Katz is currently the only legal editor at O’Melveny, though Goetz said he feels “there is room to have more people in Jesse’s role.”

Asked whether there are rules to ensure that Katz’s hands on the firm’s legal work doesn’t constitute the unauthorized practice of law, Butwin said in a statement that clients understand the value of Katz providing editorial assistance “to the lawyers who supervise and direct all of his work” and that “he does not perform legal analysis or exercise legal judgment.”

Another thing that places Katz in an unconventional position is that he continues to work as a journalist, writing on a freelance basis and appearing in GQ Magazine and Los Angeles Magazine. That work, Katz said, is separate from firm matters and he writes about subjects that don’t pose a conflict of interest. The firm does not direct what he writes about.
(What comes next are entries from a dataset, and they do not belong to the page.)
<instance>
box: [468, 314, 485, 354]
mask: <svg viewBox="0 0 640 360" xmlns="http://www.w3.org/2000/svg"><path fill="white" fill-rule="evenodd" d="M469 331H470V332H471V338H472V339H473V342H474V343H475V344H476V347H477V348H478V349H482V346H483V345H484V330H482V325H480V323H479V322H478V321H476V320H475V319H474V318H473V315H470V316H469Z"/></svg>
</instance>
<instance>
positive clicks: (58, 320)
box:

“We have our own internal screening process to make sure there isn’t even the appearance of a potential conflict,” said Katz. “The firm has been very enlightened in recognizing my continued involvement in the world of journalism, which keeps my creative juices flowing and adds to my credibility here in-house for attorneys. When they see it in print, they enjoy it. It makes the rounds in-house or gets posted on Facebook.”

One of his recent pieces included a 2014 feature about Yasiel Puig, his defection from Cuba and journey to the Los Angeles Dodgers where he plays right field.

Given his time constraints with his full time role at O’Melveny, Katz said he takes on one or two magazine features per year.